Ok, I need some help with this one. It's one of the ones on my homework that I just can't get past. I have done some brainstorming, but before we get onto that, here is the problem statement:
A friend recently planned a camping trip. He has two flashlights, one that requires a single 6V battery and another that used two D size batteries. He had previously packed two 6V and four D size batteries in his camper. Suppose the probability that any particular battery works is P and that all batteries work or fail independently of one another. Our friend wants to take just one flashlight. For what values of P should he take the 6V flashlight?
Here's what I have so far:
P(6V works) = 4 to choose, 2 to work = F1(P)
P(D size works) = 2 to choose, 1 to work = F2(P)
The wise decision for our friend would be to take 6V if F2(P) > F1(P).
Now I'm stuck. How should I proceed with this problem?
2007-04-03 20:25:15 · 2 answers · asked by Anonymous in Science & Mathematics ➔ Mathematics
The probability for both 6V batteries to fail is (1-P)², so the odds that at least one will work is 1-(1-P)². The probability that exactly 3 D batteries will fail is 4P(1-P)³ and all 4 D batteries to fail is (1-P)^4, so that the probability that at least 2 will work is 1-4P(1-P)³-(1-P)^4. So, to find P, we equate the two, and solve:
1-(1-P)² = 1-4P(1-P)³-(1-P)^4
and get P = 2/3. Checking with a calculator shows that for P < 2/3, going with the 6V flashlight is safer. For P > 2/3, there is a very slim advantage to taking the D flashlight.
The reason why the probability for exactly 3 D batteries to work being
4P(1-P)³ is because there are 4 possible outcomes where the one D battery does work.
Also, consider the easy case where P = 1/2. Then the odds of at least one 6V battery working is 3/4, but the odds of at least 2 D batteries working is 11/16, just under 3/4.

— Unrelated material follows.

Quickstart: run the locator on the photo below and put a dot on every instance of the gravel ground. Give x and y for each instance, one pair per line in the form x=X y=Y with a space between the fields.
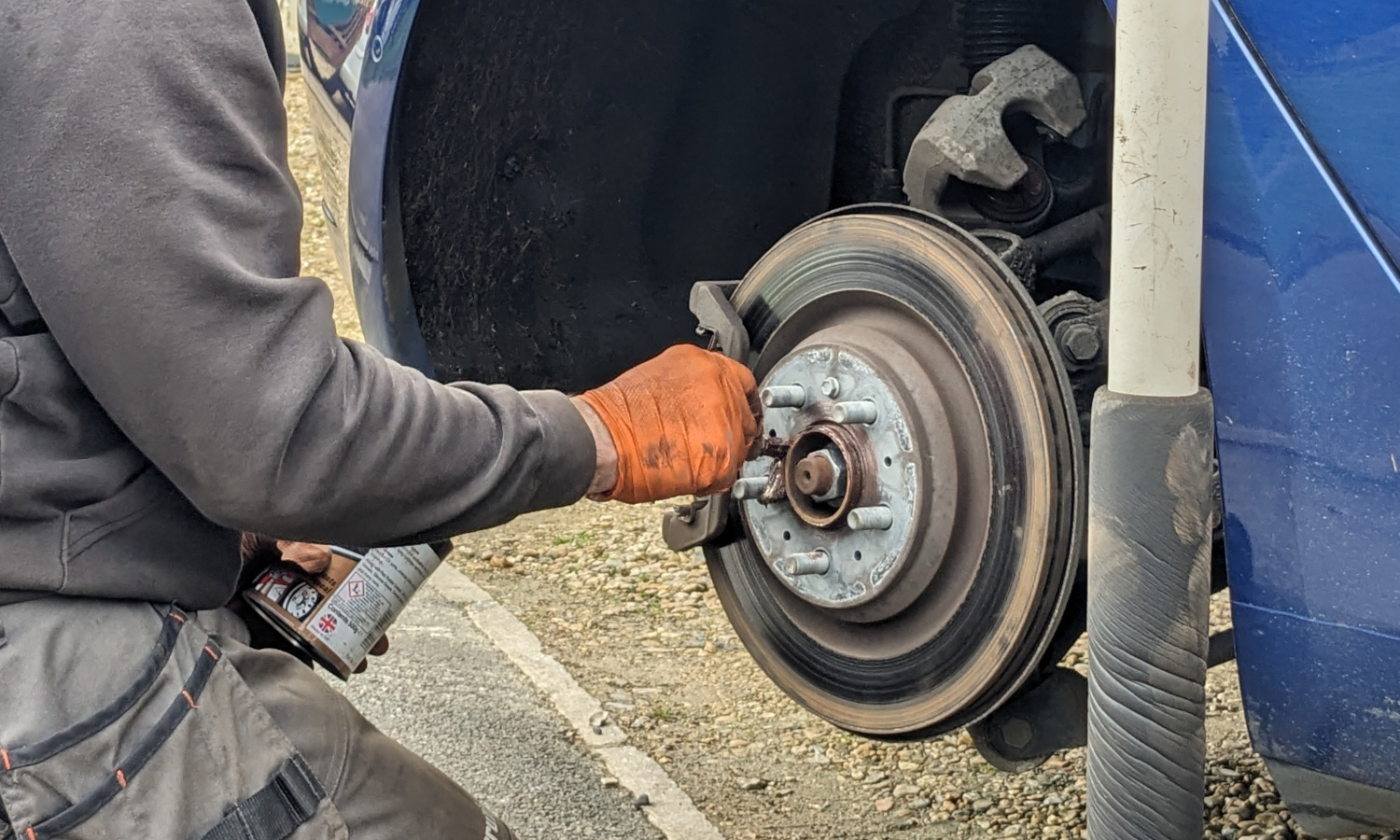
x=640 y=627
x=520 y=759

2007-04-03 21:45:37 · answer #1 · answered by Scythian1950 7 · 0⤊ 0⤋
Ok - here's how it goes:
The probability that at least 1 of the 6V will work is actually:
1 minus the probability that neither will work =
1 - (1-P)^2 = 1-1+2P-P^2 = P(2-P)
Probability that at least 2 Ds will work:
1 - minus (prob none work + prob EXACTLY 1 works) =
1 - ((1-P)^4+4P*(1-P)^3) =
= 1 - (1 - 4P + 6P^2 - 4P^3 + P^4 + 4P - 12P^2 + 12P^3 - 4P^4) =
= 3P^4 - 8P^3 +6P^2 = P^2(3P^2 -8P + 6)
So when is P(2-P) > P^2(3P^2 - 8P + 6) ?
2 - P > 3P^3 - 8P^2 + 6P
3P^3 - 8P^2 +7P -2 <0
You can take it from there.
2007-04-04 04:44:17 · answer #2 · answered by blighmaster 3 · 0⤊ 0⤋